Member of the National Assembly
- In office 23 April 2004 – May 2009

Member of the House of Assembly

Assembly Member for Florida
- In office 1970–1974

Personal details
- Born: 23 September 1945 (age 80)
- Citizenship: South Africa
- Party: Democratic Alliance (since September 2005)
- Other political affiliations: United Democratic Movement; United Party;

= Martin Stephens (politician) =

South African politician

Martin Stephens (born 23 September 1945) is a South African politician who served in the National Assembly from 2004 to 2009. He was the finance spokesperson for the United Democratic Movement (UDM) until September 2005, when he crossed the floor to the Democratic Alliance (DA).
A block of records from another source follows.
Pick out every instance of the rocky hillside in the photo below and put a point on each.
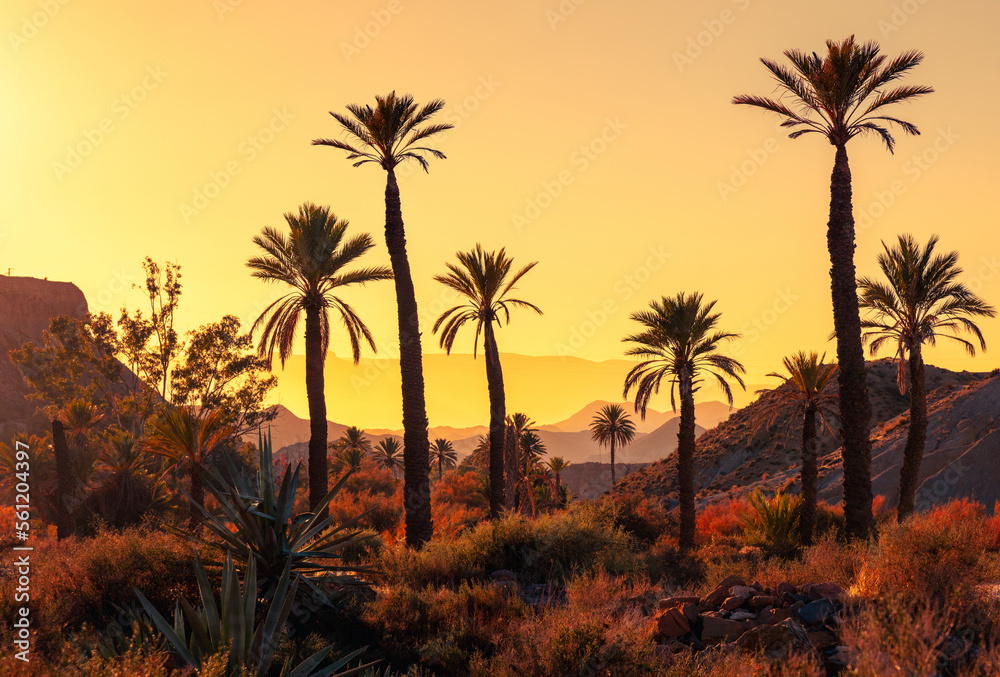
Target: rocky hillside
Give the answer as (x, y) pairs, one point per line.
(731, 458)
(26, 306)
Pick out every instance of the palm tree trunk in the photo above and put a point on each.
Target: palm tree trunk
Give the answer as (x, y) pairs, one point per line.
(316, 397)
(198, 497)
(416, 482)
(510, 469)
(807, 518)
(855, 409)
(498, 414)
(916, 436)
(685, 465)
(64, 480)
(612, 461)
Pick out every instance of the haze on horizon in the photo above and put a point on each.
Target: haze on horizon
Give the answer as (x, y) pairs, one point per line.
(598, 141)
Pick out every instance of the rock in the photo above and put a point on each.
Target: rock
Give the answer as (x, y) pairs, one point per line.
(671, 623)
(816, 612)
(715, 630)
(775, 641)
(678, 600)
(829, 590)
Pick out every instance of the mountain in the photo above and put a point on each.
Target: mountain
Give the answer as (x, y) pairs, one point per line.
(733, 458)
(26, 306)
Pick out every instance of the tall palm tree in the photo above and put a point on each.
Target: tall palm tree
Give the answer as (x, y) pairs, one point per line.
(557, 464)
(485, 279)
(680, 342)
(389, 455)
(612, 427)
(387, 135)
(443, 453)
(920, 300)
(840, 96)
(807, 390)
(312, 259)
(187, 437)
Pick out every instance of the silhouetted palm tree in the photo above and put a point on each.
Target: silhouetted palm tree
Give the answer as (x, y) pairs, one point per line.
(920, 300)
(388, 134)
(443, 453)
(612, 427)
(840, 96)
(389, 455)
(484, 279)
(313, 260)
(810, 394)
(680, 342)
(187, 438)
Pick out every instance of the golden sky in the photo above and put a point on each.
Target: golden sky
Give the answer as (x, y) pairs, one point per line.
(595, 137)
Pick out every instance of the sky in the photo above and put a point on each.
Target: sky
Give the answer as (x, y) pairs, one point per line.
(596, 138)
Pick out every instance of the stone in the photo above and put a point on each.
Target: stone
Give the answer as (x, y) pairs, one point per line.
(816, 612)
(829, 590)
(775, 641)
(678, 600)
(715, 630)
(671, 623)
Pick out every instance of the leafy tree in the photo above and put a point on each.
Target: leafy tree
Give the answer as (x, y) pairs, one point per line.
(393, 132)
(840, 96)
(920, 300)
(484, 280)
(680, 341)
(807, 391)
(313, 260)
(612, 427)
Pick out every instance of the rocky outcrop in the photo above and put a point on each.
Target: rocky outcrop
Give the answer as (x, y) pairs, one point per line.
(26, 306)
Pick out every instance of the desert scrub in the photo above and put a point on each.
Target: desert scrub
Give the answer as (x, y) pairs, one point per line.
(548, 549)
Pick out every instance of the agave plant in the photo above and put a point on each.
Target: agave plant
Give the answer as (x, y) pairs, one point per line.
(232, 624)
(257, 525)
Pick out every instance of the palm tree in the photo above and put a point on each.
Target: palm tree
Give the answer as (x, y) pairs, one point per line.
(557, 464)
(920, 300)
(388, 135)
(312, 259)
(389, 454)
(680, 342)
(484, 280)
(187, 437)
(443, 453)
(841, 96)
(612, 426)
(807, 391)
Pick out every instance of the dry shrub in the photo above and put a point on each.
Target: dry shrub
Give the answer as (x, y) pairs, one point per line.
(940, 555)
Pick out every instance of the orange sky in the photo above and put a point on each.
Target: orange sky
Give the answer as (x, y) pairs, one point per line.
(621, 110)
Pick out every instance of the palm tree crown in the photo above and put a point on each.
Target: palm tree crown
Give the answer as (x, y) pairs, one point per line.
(388, 133)
(920, 300)
(680, 342)
(841, 95)
(312, 260)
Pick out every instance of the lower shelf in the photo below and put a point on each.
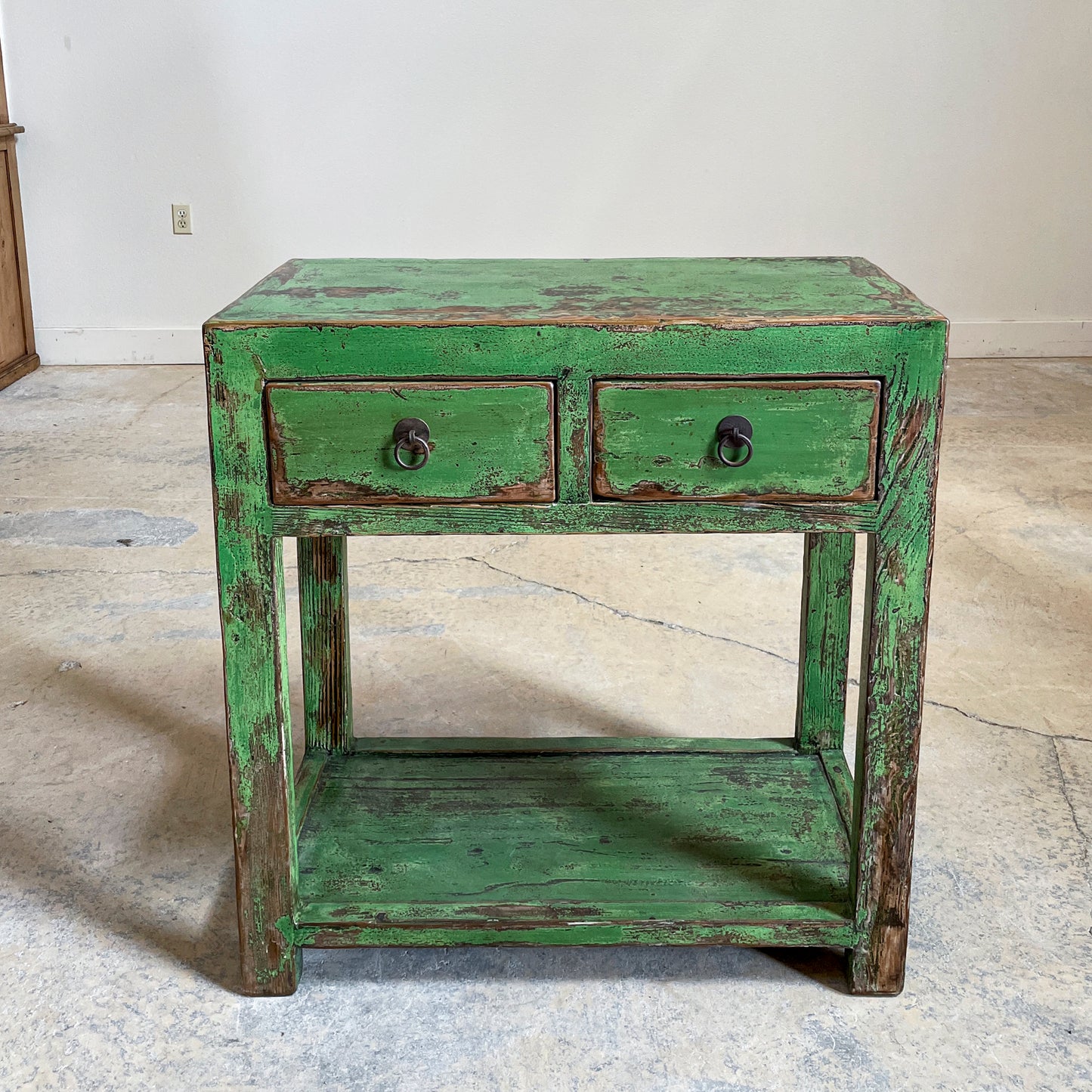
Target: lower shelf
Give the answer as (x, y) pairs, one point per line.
(574, 841)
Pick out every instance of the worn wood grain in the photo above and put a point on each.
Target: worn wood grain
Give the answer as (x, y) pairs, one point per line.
(323, 623)
(333, 444)
(899, 564)
(604, 517)
(812, 439)
(824, 641)
(255, 674)
(523, 840)
(628, 292)
(709, 842)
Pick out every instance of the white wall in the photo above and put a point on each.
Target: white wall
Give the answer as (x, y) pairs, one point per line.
(950, 142)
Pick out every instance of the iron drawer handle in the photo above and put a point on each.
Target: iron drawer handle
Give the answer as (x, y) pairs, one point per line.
(734, 432)
(411, 434)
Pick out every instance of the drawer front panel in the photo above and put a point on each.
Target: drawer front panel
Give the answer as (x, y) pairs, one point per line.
(812, 439)
(334, 444)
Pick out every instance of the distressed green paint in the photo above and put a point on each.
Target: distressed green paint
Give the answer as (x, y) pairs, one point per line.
(566, 291)
(659, 320)
(529, 838)
(255, 675)
(841, 783)
(323, 623)
(821, 932)
(605, 517)
(824, 641)
(892, 672)
(810, 439)
(334, 444)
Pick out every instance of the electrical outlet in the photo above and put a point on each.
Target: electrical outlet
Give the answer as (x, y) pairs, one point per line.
(181, 215)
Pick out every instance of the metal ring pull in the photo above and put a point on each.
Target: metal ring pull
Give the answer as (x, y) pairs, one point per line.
(734, 432)
(411, 434)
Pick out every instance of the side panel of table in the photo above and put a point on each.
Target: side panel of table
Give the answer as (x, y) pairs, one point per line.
(255, 674)
(908, 357)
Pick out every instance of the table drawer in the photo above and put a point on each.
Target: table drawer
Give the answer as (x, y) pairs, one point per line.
(334, 444)
(810, 439)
He formerly represented the United Party in the apartheid-era House of Assembly.

== Early life and career ==
Stephens was born on 23 September 1945. He joined the House of Assembly in 1970 when he was elected to represent the constituency of Florida outside Johannesburg. He was the youngest MP in the house at the time and held his seat until 1974.

== Post-apartheid career ==
In the 2004 general election, Stephens was elected to a seat in the National Assembly, ranked fourth on the UDM's national party list. He served as the UDM's spokesman on finance. However, during the floor-crossing period of September 2005, he left the UDM and defected to the DA. He spent the rest of the legislative term under the DA's banner, serving as the party's spokesman on public enterprises. He did not stand for re-election in 2009.